Finally, the preceding models do not account for the special monitoring processes and governance structures that must be put in place while designing and developing, implementing or using HIT—for example, identifying who will make the decision on what, when and how clinical decision support (CDS) interventions will be added27; developing a process for monitoring the effect of new CDS on the systems' response time28; building tools to track the CDS that is in place29; developing an approach for testing CDS; defining approaches for identifying rules that interact; developing robust processes for collecting feedback from users and communicating new system fixes, features and functions; and building tools for monitoring the CDS system itself.30

Moving towards a new sociotechnical model for HIT

To overcome the limitations of previous models, we propose a new sociotechnical model to study the design, development, use, implementation and evaluation of HIT (figure 1). Our comprehensive eight-dimensional model accounts for key factors that influence the success of HIT interventions. A major assumption of our model is that the eight dimensions cannot be viewed as a series of independent, sequential steps. As with other components of complex adaptive systems, these eight interacting dimensions must be studied in relation to each other. Clearly, several of our model's components are more tightly coupled than others—for example, the hardware, software, content and user interface are all completely dependent on one another. However, all the other social components also exert strong influences on these technical components.

Figure 1

Illustration of the complex inter-relationships between the eight dimensions of the new sociotechnical model.

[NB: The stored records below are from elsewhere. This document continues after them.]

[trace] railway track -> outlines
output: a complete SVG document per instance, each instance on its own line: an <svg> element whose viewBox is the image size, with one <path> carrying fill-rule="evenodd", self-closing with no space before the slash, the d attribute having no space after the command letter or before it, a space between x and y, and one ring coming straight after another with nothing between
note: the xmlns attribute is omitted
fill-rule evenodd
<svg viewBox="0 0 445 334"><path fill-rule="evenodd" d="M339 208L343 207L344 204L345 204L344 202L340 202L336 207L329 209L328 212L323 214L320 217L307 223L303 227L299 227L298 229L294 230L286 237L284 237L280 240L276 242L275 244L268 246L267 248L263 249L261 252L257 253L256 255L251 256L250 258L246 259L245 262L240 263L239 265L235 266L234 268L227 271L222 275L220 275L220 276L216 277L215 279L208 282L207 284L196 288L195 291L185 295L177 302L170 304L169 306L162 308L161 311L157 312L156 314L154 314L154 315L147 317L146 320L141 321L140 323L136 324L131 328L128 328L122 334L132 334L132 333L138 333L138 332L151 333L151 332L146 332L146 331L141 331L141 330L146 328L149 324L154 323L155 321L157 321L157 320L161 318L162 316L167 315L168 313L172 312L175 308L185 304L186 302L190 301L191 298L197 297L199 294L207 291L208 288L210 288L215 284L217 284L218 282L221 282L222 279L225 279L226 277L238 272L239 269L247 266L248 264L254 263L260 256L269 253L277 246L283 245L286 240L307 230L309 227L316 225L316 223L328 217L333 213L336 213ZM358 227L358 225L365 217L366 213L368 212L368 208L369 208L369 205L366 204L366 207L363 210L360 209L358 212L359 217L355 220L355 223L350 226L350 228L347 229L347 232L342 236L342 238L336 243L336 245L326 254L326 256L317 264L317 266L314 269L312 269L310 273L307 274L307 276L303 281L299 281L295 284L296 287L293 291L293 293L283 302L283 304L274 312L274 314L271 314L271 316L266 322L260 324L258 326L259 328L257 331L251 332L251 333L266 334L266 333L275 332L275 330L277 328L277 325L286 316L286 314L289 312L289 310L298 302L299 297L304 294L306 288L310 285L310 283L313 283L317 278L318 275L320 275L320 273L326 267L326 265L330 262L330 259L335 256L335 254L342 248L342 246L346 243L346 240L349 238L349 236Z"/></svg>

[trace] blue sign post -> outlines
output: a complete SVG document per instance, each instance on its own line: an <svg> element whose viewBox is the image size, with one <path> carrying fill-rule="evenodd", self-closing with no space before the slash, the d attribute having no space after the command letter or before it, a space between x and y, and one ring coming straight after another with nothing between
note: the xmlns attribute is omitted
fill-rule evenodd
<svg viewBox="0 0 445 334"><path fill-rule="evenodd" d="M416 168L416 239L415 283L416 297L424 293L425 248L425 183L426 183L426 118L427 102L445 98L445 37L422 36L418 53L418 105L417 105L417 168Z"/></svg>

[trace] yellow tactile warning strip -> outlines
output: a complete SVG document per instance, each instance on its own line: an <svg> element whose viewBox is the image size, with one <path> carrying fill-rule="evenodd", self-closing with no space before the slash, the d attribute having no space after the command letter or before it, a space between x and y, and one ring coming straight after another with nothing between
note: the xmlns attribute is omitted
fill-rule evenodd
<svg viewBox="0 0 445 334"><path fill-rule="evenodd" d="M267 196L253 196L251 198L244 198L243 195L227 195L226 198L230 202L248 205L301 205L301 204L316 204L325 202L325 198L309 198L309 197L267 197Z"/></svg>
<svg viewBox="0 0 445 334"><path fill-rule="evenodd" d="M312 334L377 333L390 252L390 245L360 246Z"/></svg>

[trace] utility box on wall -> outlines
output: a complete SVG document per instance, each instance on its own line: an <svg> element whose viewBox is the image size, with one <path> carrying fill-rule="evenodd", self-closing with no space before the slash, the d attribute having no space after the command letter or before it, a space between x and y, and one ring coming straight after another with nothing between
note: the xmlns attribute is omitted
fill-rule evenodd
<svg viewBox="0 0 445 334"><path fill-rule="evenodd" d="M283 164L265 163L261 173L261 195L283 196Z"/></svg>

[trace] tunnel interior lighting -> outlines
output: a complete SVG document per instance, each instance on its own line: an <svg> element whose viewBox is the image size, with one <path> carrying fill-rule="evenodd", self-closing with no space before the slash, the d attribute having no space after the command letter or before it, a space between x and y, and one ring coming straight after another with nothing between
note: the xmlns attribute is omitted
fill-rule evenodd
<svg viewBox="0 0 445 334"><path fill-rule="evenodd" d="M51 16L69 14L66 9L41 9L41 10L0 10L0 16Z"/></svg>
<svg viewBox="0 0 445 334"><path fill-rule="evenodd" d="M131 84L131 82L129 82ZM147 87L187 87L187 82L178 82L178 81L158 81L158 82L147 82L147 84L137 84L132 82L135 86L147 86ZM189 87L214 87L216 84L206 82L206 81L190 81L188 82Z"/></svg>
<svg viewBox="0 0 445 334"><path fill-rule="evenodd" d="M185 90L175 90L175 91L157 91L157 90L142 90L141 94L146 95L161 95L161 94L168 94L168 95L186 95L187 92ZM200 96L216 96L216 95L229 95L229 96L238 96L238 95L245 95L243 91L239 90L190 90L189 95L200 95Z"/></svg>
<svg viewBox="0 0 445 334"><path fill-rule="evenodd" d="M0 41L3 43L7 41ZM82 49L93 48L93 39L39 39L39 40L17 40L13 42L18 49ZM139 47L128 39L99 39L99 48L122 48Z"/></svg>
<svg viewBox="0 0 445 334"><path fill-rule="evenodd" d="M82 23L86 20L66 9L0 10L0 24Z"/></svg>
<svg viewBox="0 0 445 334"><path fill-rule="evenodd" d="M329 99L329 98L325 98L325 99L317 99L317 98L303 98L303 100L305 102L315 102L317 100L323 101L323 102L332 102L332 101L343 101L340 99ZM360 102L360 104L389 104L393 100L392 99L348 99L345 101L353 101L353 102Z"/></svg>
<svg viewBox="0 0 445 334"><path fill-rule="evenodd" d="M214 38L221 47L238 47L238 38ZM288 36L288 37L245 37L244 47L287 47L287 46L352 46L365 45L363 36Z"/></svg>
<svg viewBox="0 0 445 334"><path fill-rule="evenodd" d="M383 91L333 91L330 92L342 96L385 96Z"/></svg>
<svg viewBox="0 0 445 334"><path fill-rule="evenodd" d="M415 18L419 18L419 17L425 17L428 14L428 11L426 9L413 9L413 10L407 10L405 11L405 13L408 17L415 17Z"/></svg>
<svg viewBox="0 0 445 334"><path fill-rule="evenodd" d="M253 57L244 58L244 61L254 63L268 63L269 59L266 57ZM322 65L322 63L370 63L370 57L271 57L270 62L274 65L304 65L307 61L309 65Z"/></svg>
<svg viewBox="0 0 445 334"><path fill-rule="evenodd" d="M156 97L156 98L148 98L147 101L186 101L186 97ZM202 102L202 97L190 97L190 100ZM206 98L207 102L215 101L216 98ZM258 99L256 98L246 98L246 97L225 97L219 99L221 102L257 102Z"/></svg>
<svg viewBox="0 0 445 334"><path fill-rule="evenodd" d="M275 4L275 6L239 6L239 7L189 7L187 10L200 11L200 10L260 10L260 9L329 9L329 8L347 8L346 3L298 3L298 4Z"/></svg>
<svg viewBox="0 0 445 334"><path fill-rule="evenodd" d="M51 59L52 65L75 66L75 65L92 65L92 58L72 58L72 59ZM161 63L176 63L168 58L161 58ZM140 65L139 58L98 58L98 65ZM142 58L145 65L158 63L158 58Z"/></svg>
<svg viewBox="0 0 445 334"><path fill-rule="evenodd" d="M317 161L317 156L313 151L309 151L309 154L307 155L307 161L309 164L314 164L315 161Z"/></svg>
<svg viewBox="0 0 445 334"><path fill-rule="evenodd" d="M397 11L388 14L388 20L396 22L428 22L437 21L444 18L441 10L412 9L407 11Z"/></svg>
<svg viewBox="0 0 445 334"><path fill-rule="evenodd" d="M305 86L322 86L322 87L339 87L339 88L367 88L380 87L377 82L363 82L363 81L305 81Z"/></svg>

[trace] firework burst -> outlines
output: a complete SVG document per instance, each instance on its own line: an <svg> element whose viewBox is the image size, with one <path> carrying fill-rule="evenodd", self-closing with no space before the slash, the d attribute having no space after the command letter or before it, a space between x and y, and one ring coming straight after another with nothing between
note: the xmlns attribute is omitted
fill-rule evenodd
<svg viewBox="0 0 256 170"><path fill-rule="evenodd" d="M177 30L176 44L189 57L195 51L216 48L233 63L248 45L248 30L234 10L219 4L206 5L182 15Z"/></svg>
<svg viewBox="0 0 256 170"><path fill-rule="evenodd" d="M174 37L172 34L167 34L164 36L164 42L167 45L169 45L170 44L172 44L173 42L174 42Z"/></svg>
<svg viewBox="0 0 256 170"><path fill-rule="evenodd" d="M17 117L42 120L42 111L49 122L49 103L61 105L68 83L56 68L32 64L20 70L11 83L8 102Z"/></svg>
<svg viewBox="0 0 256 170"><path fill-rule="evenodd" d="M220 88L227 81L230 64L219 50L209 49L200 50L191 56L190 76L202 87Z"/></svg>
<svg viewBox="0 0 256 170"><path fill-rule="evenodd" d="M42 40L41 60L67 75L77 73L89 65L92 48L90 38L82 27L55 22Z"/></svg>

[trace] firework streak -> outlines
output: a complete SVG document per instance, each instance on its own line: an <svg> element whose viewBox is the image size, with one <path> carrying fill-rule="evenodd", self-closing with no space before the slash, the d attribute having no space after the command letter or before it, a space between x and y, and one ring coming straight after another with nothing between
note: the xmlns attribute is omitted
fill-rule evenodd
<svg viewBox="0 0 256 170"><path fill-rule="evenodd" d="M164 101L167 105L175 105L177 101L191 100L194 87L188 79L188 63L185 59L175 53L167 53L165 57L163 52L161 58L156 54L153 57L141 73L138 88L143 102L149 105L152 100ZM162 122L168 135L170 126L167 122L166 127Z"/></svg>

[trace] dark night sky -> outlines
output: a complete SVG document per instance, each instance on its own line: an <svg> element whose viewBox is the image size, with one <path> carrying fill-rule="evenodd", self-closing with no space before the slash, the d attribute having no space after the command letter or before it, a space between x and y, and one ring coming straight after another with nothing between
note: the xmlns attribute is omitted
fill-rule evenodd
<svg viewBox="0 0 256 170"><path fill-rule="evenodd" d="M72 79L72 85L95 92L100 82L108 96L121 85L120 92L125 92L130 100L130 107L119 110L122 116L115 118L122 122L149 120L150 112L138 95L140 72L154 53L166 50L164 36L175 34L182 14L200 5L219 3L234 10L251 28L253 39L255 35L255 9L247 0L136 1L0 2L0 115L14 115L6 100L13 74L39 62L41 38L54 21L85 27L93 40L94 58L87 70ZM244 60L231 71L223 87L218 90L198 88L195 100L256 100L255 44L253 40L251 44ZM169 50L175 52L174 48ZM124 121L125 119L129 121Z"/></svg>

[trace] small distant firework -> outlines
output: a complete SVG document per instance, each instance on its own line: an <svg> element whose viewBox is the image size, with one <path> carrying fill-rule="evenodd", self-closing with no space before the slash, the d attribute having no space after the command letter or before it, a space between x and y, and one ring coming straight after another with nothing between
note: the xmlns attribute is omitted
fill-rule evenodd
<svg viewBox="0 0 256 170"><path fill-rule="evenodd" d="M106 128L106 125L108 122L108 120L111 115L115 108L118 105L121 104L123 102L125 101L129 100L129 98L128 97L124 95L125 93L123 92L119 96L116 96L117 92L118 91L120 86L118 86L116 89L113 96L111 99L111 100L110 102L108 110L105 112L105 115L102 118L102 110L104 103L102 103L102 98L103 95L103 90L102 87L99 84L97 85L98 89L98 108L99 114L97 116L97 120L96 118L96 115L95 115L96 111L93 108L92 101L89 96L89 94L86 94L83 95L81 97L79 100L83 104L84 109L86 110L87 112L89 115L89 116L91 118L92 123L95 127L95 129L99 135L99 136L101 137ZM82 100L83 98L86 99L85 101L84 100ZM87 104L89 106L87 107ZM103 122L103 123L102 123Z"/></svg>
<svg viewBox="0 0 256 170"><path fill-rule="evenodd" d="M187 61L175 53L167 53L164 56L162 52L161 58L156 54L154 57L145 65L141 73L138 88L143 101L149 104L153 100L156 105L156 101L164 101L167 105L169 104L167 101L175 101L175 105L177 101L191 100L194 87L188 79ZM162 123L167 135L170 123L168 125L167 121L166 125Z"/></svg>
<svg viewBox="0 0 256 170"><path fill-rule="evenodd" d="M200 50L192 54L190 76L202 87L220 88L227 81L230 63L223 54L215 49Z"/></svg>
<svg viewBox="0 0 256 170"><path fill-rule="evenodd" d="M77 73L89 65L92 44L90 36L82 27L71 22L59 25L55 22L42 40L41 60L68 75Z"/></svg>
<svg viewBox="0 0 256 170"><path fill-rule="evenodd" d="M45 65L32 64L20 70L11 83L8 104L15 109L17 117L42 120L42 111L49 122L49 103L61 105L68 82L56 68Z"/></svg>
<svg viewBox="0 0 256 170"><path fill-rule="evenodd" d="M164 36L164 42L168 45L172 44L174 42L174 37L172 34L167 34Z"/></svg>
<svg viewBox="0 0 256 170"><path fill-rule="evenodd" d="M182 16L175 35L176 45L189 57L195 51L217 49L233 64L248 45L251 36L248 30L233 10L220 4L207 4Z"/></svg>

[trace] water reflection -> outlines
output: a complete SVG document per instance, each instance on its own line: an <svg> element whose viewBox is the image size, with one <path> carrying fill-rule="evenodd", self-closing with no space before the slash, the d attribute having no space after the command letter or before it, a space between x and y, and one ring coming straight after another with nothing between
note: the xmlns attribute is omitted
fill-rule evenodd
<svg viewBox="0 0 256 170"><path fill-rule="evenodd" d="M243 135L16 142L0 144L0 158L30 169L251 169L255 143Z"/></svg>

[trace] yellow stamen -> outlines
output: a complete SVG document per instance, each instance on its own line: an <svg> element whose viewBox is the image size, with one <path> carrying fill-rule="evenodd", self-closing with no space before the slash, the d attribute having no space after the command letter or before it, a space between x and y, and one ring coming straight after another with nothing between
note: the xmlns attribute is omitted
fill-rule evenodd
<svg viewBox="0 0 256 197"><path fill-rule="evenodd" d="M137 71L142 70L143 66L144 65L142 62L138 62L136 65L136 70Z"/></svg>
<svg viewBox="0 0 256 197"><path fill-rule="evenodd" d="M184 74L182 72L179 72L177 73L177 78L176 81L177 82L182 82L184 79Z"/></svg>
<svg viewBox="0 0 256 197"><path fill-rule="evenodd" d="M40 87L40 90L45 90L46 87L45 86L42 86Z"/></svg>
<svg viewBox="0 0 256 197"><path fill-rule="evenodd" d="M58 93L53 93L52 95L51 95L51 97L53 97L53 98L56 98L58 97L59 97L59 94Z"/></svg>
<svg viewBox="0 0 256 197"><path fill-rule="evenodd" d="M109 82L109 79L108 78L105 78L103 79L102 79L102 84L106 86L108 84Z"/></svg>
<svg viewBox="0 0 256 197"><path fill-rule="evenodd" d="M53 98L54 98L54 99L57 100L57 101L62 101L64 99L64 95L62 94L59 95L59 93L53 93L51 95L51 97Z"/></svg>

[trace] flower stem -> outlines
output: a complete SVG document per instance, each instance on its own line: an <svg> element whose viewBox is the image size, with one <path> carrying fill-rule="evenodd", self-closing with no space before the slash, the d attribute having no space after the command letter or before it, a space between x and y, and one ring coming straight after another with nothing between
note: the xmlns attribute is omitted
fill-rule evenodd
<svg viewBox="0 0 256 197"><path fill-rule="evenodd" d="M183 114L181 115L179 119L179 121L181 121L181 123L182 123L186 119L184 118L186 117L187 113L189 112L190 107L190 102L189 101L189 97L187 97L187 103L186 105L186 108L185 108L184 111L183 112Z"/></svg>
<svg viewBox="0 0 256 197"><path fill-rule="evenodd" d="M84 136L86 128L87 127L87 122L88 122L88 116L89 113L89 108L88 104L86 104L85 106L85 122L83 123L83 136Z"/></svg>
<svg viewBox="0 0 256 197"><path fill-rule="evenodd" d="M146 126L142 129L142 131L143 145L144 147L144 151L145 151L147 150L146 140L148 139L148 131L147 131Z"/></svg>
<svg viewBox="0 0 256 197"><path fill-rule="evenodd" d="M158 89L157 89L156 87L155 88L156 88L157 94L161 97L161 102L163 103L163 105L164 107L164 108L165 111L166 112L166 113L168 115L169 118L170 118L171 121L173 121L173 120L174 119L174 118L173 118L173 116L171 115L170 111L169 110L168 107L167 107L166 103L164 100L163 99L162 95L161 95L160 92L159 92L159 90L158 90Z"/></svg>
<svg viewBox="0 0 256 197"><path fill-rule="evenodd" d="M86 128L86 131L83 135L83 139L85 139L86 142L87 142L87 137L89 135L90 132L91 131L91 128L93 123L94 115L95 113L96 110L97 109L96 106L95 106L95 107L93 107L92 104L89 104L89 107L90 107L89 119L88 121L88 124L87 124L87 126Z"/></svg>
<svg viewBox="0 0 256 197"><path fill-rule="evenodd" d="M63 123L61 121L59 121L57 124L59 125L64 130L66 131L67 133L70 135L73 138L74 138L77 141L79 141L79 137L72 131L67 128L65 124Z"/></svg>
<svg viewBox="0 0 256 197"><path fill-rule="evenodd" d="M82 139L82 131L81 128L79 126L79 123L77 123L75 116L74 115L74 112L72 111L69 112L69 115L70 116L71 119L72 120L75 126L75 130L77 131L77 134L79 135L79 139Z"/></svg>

In our model, one cannot expect to gain an in-depth understanding of the intricacies of complex HIT interventions simply by integrating the results of studies performed within any single dimension of the model.31 Rather, HIT interventions must be understood in the context of their simultaneous effects across multiple dimensions of the model. For instance, a recent evaluation of a national programme to develop and implement centrally stored electronic summaries of patients' medical records in the UK revealed their benefits to be lower than anticipated and cautioned that complex interdependencies between many sociotechnical factors at the clinical encounter-,organisational- and national level are to be expected in such evaluations.32 These study findings are illustrative of how and why our proposed model could be useful.

The eight dimensions are detailed in the following sections.

Hardware and software computing infrastructure

This dimension of the model focuses solely on the hardware and software required to run the applications. The most visible part of this dimension is the computer, including the monitor, printer and other data-display devices along with the keyboard, mouse and other data-entry devices used to access clinical applications and medical or imaging devices. This dimension also includes the centralised (network-attached) data-storage devices and all of the networking equipment required to allow applications or devices to retrieve and store patient data. Also included in this dimension is software at both the operating system and application levels. Finally, this dimension of the model subsumes all the machines, devices and software required to keep the computing infrastructure functioning such as the high-capacity air-conditioning system, the batteries that form the uninterruptable power supply that provides short-term electrical power in the event of an electrical failure and the diesel-powered backup generators that supply power during longer outages.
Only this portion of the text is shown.